Em conversa com outros moradores da Aldeia Bororó, que também faz parte da Reserva Federal de Dourados, a reportagem do Midiamax constatou que a fonte dos boatos não está vinculada somente aos grupos evangélicos. “Faço parte de uma denominação evangélica onde o nosso pastor já está imunizado”, diz outra educadora, ressaltando que todos fiéis foram orientados a tomar a vacina.

Na avaliação do pesquisador da UFGD (Universidade Federal da Grande Dourados), Neimar Machado de Sousa, a baixa adesão dos indígenas à vacinação está relacionada à vários fatores. Segundo ele, o governo não estava suficientemente preparado para uma vacinação em massa em tão pouco tempo.

Além disso, de acordo com o professor, no contexto da falta de campanhas mais objetivas e esclarecedoras, muitos boatos se espalharam nas aldeias e foram absorvidos por um grande número de pessoas. Estas notícias falsas sobre a vacina propagaram-se bastante entre os evangélicos, bastante numerosos nas aldeias, uma delas de que a vacina seria a ‘Marca da Besta’, do ‘Anticristo’.

Cabeças envenenadas

Se a vacina é o remédio que pode combater a doença, a cartilha é a esperança para restaurar a confiança na ciência, que além de rejeitada por fanáticos negacionistas, é disseminada como um mal que assombra culturas ancestrais.

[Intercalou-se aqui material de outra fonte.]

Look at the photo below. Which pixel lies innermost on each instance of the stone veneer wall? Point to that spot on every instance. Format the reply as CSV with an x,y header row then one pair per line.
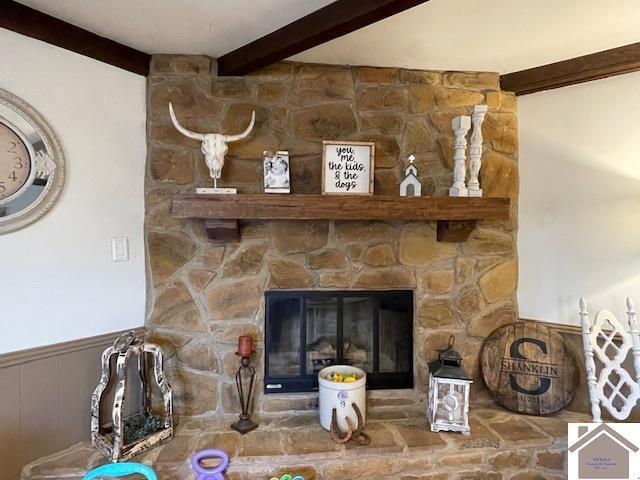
x,y
202,296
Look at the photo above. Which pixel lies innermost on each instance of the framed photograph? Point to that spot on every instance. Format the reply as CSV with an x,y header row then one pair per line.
x,y
277,178
347,168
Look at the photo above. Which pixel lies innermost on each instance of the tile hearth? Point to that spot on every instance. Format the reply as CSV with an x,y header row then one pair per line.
x,y
502,446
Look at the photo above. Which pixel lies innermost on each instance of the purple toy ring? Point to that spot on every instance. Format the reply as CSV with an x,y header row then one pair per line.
x,y
209,473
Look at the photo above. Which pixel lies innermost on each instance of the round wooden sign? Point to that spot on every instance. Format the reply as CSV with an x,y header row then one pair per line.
x,y
529,369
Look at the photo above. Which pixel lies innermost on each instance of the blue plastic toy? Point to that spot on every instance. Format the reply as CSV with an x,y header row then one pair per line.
x,y
209,473
121,470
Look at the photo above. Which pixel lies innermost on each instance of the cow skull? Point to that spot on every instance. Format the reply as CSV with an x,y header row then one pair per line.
x,y
214,145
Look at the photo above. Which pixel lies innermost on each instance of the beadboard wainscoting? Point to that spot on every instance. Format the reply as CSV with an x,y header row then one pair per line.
x,y
45,396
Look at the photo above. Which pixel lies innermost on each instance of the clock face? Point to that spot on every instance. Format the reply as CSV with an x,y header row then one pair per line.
x,y
15,162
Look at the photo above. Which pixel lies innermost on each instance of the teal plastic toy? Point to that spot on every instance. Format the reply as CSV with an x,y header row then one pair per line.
x,y
121,470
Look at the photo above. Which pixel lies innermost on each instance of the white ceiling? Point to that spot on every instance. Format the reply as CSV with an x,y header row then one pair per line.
x,y
211,27
490,35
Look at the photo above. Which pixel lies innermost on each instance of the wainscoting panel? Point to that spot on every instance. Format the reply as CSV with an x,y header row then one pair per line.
x,y
45,399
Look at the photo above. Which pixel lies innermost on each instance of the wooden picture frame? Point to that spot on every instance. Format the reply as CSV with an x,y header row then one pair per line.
x,y
337,157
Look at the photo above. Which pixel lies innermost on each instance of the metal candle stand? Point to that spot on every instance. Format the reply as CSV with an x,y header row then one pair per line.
x,y
246,374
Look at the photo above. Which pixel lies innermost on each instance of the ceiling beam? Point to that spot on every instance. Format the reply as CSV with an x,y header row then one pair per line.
x,y
332,21
32,23
595,66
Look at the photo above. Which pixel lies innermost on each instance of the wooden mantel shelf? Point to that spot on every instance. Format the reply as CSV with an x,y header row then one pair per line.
x,y
456,216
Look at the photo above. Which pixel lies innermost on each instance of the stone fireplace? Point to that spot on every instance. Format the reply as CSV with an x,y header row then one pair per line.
x,y
202,296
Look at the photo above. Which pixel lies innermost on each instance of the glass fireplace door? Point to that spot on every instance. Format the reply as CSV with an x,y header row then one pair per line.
x,y
306,331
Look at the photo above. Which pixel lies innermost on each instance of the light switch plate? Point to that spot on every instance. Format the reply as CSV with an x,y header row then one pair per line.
x,y
120,249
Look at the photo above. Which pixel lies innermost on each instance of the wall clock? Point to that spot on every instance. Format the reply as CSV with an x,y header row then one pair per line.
x,y
32,164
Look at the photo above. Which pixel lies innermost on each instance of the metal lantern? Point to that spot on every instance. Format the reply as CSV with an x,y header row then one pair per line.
x,y
121,438
449,388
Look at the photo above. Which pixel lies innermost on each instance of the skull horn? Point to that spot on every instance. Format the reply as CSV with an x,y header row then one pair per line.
x,y
181,129
240,136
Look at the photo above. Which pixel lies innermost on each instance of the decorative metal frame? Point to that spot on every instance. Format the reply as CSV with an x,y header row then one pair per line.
x,y
109,438
48,159
607,327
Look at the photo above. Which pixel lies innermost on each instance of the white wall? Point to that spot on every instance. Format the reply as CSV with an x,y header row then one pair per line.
x,y
57,280
579,199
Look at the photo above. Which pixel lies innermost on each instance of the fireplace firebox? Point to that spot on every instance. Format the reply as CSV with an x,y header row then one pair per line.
x,y
306,331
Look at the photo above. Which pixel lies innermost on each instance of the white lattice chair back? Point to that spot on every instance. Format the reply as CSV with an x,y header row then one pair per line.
x,y
612,387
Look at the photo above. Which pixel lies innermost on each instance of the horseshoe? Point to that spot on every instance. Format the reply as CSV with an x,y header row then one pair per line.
x,y
358,435
352,434
336,433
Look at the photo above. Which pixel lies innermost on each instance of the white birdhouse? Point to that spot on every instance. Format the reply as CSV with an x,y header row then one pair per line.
x,y
449,386
411,180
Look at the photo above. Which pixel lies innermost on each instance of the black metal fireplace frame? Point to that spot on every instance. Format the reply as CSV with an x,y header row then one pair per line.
x,y
309,383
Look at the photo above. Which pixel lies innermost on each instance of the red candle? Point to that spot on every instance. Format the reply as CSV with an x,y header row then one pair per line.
x,y
245,346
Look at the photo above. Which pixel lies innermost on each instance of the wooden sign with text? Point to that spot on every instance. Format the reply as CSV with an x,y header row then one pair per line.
x,y
528,368
347,168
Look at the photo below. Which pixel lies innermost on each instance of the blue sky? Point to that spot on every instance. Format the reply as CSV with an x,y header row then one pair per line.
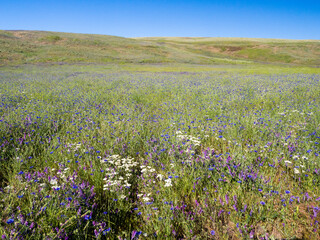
x,y
188,18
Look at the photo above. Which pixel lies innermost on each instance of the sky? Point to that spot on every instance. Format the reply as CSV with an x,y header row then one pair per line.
x,y
175,18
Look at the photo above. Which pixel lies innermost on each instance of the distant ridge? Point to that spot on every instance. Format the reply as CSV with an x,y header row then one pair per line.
x,y
20,47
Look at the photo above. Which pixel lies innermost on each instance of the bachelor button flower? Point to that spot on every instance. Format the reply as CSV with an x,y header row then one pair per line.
x,y
11,220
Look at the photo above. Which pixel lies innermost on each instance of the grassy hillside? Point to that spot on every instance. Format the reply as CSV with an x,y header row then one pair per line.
x,y
18,47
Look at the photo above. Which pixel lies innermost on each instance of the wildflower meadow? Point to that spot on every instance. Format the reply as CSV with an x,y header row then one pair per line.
x,y
96,153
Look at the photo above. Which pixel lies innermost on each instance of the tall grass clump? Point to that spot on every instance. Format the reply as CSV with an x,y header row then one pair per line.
x,y
168,155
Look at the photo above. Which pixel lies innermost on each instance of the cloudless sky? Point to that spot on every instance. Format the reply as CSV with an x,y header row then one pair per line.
x,y
189,18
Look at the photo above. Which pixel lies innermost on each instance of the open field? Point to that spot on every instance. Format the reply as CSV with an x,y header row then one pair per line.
x,y
17,47
100,142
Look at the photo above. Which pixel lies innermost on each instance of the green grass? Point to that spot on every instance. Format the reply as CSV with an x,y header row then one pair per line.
x,y
21,47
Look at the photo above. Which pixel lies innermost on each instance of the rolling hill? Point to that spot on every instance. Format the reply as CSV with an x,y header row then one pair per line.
x,y
21,47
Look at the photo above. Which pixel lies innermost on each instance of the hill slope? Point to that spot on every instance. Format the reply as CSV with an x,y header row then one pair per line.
x,y
18,47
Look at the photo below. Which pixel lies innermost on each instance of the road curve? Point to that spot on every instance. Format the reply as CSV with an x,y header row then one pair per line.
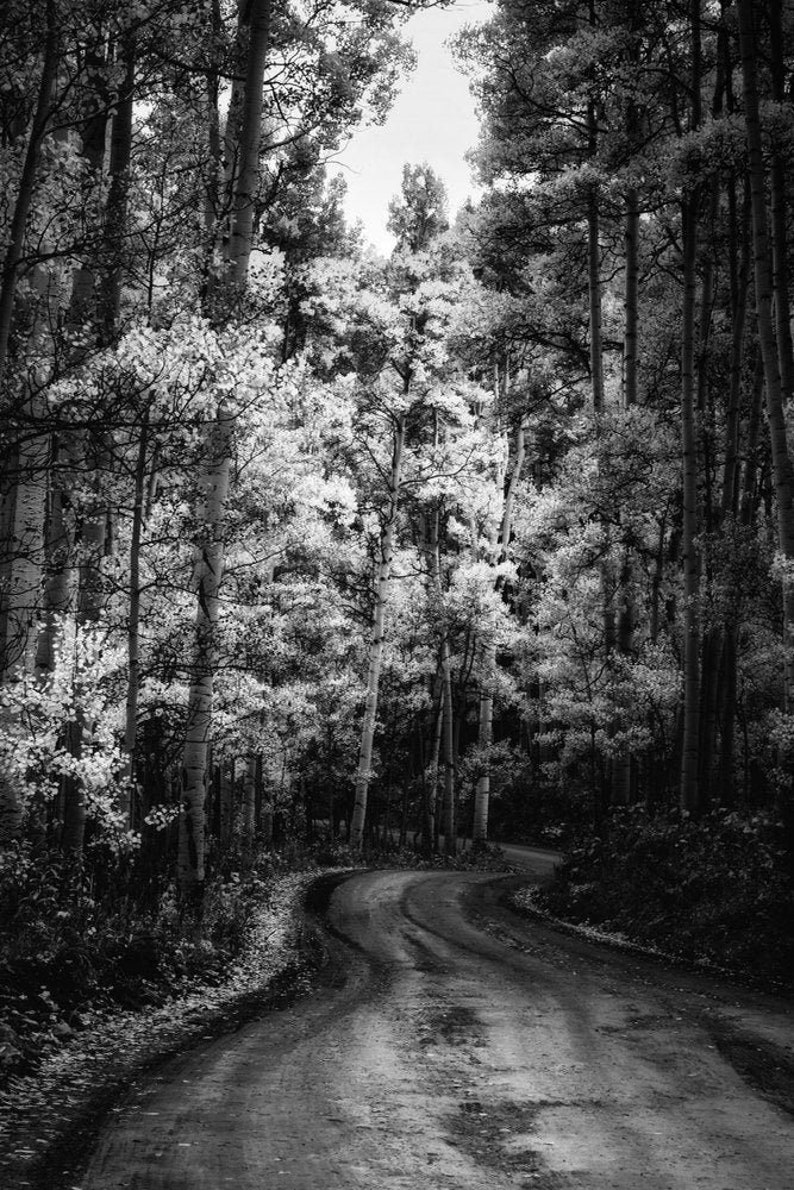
x,y
452,1045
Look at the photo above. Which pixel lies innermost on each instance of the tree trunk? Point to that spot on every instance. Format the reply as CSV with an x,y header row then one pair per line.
x,y
764,290
382,576
27,179
689,753
133,622
250,133
207,577
482,790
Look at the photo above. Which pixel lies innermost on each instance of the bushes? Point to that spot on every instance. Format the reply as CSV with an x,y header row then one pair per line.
x,y
712,889
64,950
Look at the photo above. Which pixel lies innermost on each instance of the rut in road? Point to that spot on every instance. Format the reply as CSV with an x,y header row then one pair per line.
x,y
454,1046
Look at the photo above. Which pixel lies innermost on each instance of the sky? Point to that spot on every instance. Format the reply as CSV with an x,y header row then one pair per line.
x,y
432,120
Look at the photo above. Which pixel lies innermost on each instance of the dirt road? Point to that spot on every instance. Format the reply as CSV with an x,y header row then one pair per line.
x,y
455,1045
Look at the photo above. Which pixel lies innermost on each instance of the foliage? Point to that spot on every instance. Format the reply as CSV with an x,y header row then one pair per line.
x,y
716,889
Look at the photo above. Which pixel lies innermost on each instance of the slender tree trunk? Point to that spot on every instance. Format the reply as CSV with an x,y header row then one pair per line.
x,y
448,739
482,790
27,179
133,622
689,755
764,290
207,577
112,269
248,149
377,638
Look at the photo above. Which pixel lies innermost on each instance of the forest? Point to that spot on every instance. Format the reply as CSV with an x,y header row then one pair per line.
x,y
310,555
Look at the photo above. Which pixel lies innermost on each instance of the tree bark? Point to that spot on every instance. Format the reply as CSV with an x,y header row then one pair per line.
x,y
769,349
689,752
377,636
207,577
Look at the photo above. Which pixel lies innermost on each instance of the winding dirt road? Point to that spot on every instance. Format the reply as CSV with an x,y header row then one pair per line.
x,y
451,1044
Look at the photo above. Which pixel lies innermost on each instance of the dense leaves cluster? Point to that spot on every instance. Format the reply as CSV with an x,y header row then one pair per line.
x,y
298,543
714,890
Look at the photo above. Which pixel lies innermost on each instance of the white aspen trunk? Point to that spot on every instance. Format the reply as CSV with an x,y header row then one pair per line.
x,y
22,572
376,639
207,577
27,179
133,625
485,738
448,740
249,802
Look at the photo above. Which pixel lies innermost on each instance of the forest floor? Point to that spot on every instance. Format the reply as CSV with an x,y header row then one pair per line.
x,y
431,966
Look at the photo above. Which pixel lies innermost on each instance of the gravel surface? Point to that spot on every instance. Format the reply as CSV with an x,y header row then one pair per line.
x,y
449,1043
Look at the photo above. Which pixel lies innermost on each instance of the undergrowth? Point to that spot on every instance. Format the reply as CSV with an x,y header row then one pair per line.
x,y
716,889
73,943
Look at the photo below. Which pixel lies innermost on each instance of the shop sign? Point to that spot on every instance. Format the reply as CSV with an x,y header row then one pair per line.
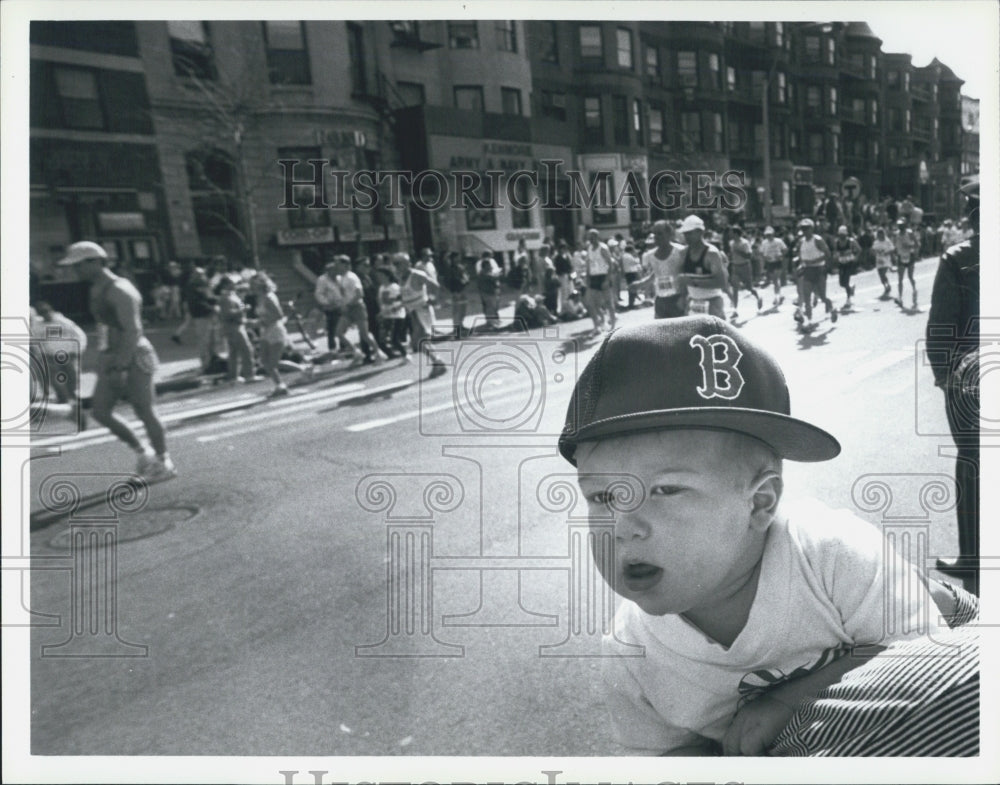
x,y
121,222
305,235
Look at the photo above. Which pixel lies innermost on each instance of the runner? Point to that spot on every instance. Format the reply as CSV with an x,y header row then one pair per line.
x,y
416,301
600,295
355,313
884,250
126,367
741,270
773,250
813,254
664,265
906,248
846,251
703,273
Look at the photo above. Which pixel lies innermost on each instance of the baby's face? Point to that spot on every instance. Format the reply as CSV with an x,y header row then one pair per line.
x,y
684,539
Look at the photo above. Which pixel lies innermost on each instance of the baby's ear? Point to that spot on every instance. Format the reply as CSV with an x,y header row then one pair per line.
x,y
766,491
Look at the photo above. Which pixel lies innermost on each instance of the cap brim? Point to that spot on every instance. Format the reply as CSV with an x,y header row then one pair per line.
x,y
793,439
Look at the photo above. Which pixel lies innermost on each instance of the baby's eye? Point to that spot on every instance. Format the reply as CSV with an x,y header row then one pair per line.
x,y
599,498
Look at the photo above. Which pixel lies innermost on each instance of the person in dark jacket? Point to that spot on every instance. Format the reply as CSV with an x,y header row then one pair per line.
x,y
953,354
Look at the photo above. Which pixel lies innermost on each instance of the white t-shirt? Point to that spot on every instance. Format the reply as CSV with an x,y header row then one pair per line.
x,y
820,589
665,271
883,252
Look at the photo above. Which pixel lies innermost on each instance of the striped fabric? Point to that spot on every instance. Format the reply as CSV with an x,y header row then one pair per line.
x,y
917,698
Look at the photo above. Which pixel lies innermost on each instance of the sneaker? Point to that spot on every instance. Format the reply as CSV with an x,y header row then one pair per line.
x,y
160,469
144,462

“Estamos fase de finalização desse material e acreditamos que em breve ele estará nas mãos dos moradores da reserva. Essa cartilha demandou, além de pesquisas exaustivas, esforço e amor ao próximo”, relata o professor da UFG.

Além dele, que assina o projeto gráfico e também faz parte da organização e edição, a publicação envolveu Leninha Hilton (texto, ilustração, revisão e organização e edição), e Zenilton Fernandes (texto, organização e edição), Nilva da Silva (revisão), Christiane Aedo (revisão), Teodora de Souza (organização e edição) e Veronice Lovato Rossato (organização e edição).

Na maior reserva indígena de MS, negacionistas afirmam que vacina é 'marca do demônio'
Ilustração traduzida para a língua portuguesa.(Foto: Reproduçao)

Nas páginas da cartilha escrita em guarani e com versão em língua portuguesa, os educadores procuram decifrar os enigmas que ainda confundem o imaginário de muitos moradores das aldeias. Por meio de ilustrações e palavras alusivas à realidade indígena, surgem conselhos que, além de iluminar consciências, podem salvar vidas.

Na maior reserva indígena de MS, negacionistas afirmam que vacina é 'marca do demônio'
Getulio Juca, rezador da Aldeia Jaguapiru, que já tomou as duas doses da vacina contra o coronavírus. (Foto: Marcos Morandi)

Para o rezador da aldeia Jaguapiru e guardião da Gwyra Nhe’engatu Amba, “Lugar onde o pássaro da Boa Palavra tem Assento”, Getúlio Juca, os boatos estão não contramão da espiritualidade indígena. No final do ano ele comandou um ritual religioso com a intenção de afastar a pandemia da reserva indígena.

“Essas notícias falsas brotam de cabeças envenenadas pelo mal e acabam encontrando morada nos corações de muitas pessoas. Temos é que combater esse tipo de coisa que não acrescenta nada para a nossa cultura. Nosso Deus é bom e se preocupa com todos”, conta o rezador. Ele e a esposa, Dona Alda, que também é rezadora, já tomaram as duas doses da vacina.